Materially, Australia is the lucky country – “God’s own country.” It is rich in minerals, a leading producer of iron ore, bauxite, lead, manganese, gold and others. On this visit, for the first time I travelled inland from the coast hundreds of miles into the outback to the gold-mining town of Kalgoorlie.

This is where gold was first discovered in 1893. Since then, well over 56 million ounces of gold have been extracted from the “Golden Mile” outside Kalgoorlie. The Super Pit, which we visited, covers more than 35,000 hectares and produces around 700,000 ounces of gold each year. The operation runs all day, every day. It is not planned to stop processing until 2029.

But the slow-down from falling commodity prices has led to the first drop in Australia’s economic growth since 2011 and only the fourth in 25 years. For a time this month Australia’s triple-A credit rating was vulnerable. The economic storm clouds still linger even though Australia’s 1.8 per cent annual growth rate is above that of the United States or the European Union.

Politically, Australia’s Liberal Prime Minister is under siege from both Right and Left. But the threat from ultra-Conservatives in his coalition and the far-Right populist, anti-immigrant “One Nation” party are of the most concern.

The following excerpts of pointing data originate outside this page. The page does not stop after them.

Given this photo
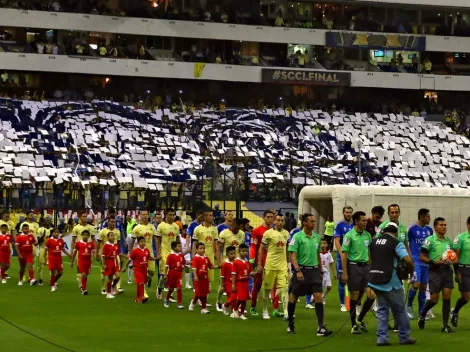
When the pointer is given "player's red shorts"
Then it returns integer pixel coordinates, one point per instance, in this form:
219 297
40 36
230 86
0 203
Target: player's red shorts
84 267
55 263
140 275
201 287
243 290
5 258
27 259
175 279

As in Europe, security worries – three terrorist attacks in Melbourne and Sydney were thwarted on Christmas Day – have been aroused by the weight of refugees and fears about border protection. Many Australians have an atavistic dread of an uncontrolled flood of Asian migrants.

There are lessons here for Europe, which has struggled abjectly over the last few years to control waves of immigration through the Mediterranean, Greece and the Balkans. The response to a similar problem by successive Australian governments since 2001 has been to impose ever more stringent measures to deter asylum-seekers. They detain refugees on the Pacific Islands of Manus (part of Papua New Guinea) and Nauru while their claims for asylum are being processed. Australia is also seeking third countries to accept those deemed refugees.

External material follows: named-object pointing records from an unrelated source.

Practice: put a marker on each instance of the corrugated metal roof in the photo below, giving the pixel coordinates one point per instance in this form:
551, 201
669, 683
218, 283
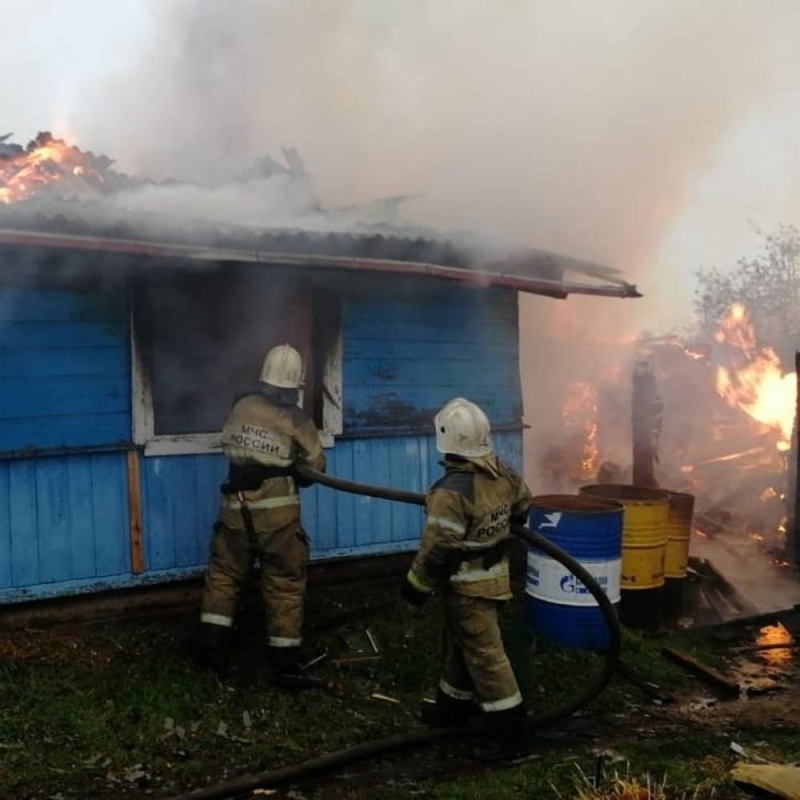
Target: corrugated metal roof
526, 270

No government wants to look lax on border security. The European Union’s inability to manage the large migration flows over the last 20 months have haunted politics and made European governments look weak. The upheavals have presented an unprecedented challenge to the EU’s identity, administrative capability and ability to combine a humanitarian response with hard-headed realpolitik.

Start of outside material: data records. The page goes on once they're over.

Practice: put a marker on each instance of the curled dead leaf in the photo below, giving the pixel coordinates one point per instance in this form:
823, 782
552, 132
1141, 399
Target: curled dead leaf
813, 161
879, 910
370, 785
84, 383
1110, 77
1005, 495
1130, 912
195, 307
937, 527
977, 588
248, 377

There is an urgent need for Europe to take a leaf out of Australia’s book. While Australia’s approach is tough – indeed, harsh – the European alternative of well-meaning muddle and drift is no longer sustainable. The stability of the Union itself is threatened.

It is time for Europe to take determined steps to introduce bold and wide-sweeping reforms on the Australian model to secure its frontiers. Friendly countries in North Africa should be persuaded to act as the Manus and Nauru holding areas for refugees before being allowed into Europe on the basis of tightly regulated quotas.

As I return to Malta, I reflect that Australia is still a young and resilient nation. It is unburdened by the obsolete hierarchy and customs of the old world we live in. Developments that took centuries in Europe, such as the growth of the rule of law and democracy, happened here in Australia seamlessly and practically overnight. As the Chinese century dawns and the shift in the US-China power balance continues, Australia has the capacity and the human and natural resources to play a crucial, steadying strategic role in Asia.